Je hebt ook de autobiografie van Nelson Mandela, Long Way to Freedom, gelezen, een dikke pil van 700 bladzijden. Wat haal je daaruit voor jezelf ?

(Haalt het verfomfaaide boek uit de kast.) Kijk, vier jaar geleden heb ik het op de luchthaven in Amsterdam gekocht omdat ik wist dat mijn vader het op aanraden van een vriend ook gelezen heeft. Kracht, dat haal ik daar net als hij uit. Je moet, maakt Mandela duidelijk, niet verwachten dat je altijd in een zetel kan zitten. Soms moet je hard werken en dat heeft híj gedaan. Het leven gaat met ups en downs, maar het belangrijkste is dat we het sámen doen en respect tonen. We agree to disagree, dat maakt de wereld veiliger, niet wat Bush met Irak doet. Want je mag niet altijd naar jezelf luisteren, je moet ook naar anderen luisteren en diplomatisch een middleground vinden. Mensen die te veel macht hebben, schrikken mij daarom af. Daarom ook blijf ik altijd luisteren naar supporters en handtekeningen geven. Dat maakt juist een mens mooi : voeling houden met de anderen, die het vaak minder goed hebben. Anders word je arrogant. Die gedachte maakt Mandela groot. Ik heb zijn boek helemaal uitgelezen en soms lees ik sommige bladzijden nog eens opnieuw. Ik neem hem ook altijd mee op reis. Het is een beetje mijn bijbel.”
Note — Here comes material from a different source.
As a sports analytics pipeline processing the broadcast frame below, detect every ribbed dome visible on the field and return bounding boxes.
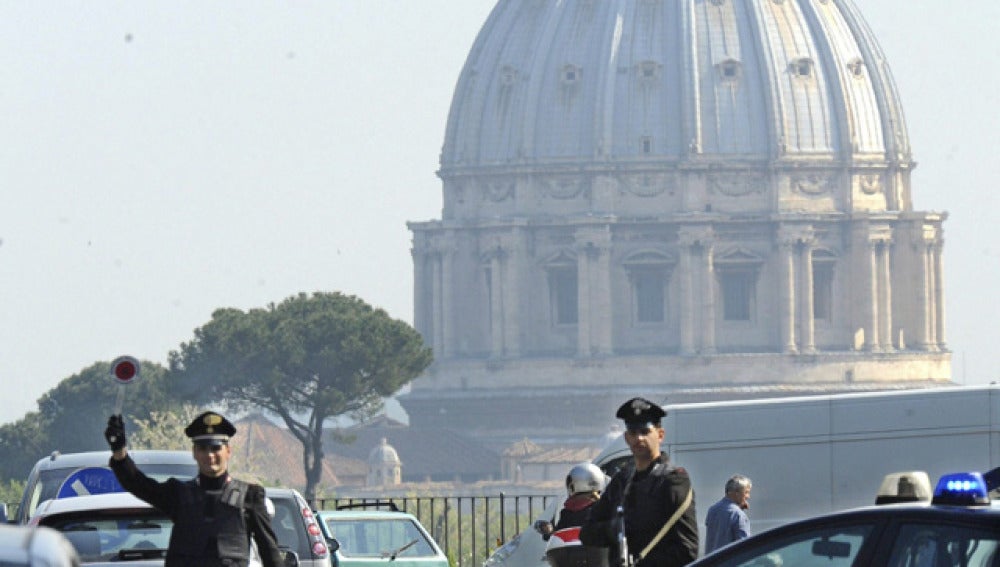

Mandela besluit zijn boek met de gedachte dat je er na het beklimmen van een berg alleen maar achter komt dat er nog veel meer bergen te beklimmen zijn.

“Inderdaad. Dat is waar. Het is nog niet gedaan, hé. Ik ben hier geraakt en ik zit hier graag, maar ik heb nog niks bewezen bij Racing Genk en daar ben ik niet tevreden over. Dus ik weet wat me te doen staat. De supporters steunen mij, maar ik moet eerlijk toegeven dat ik daar schrik van heb, van die populariteit. Echt. Want als het dan niet lukt, zit je met een probleem. Dat is ook een berg die je over moet, hé. Maar daar ben ik natuurlijk voor naar Genk gekomen.”

Het ga je goed, Paul.

“Bedankt.”

door Raoul De Groote

‘Van mijn populariteit heb ik schrik.’

‘Ik kijk graag naar mijn goudvissen.’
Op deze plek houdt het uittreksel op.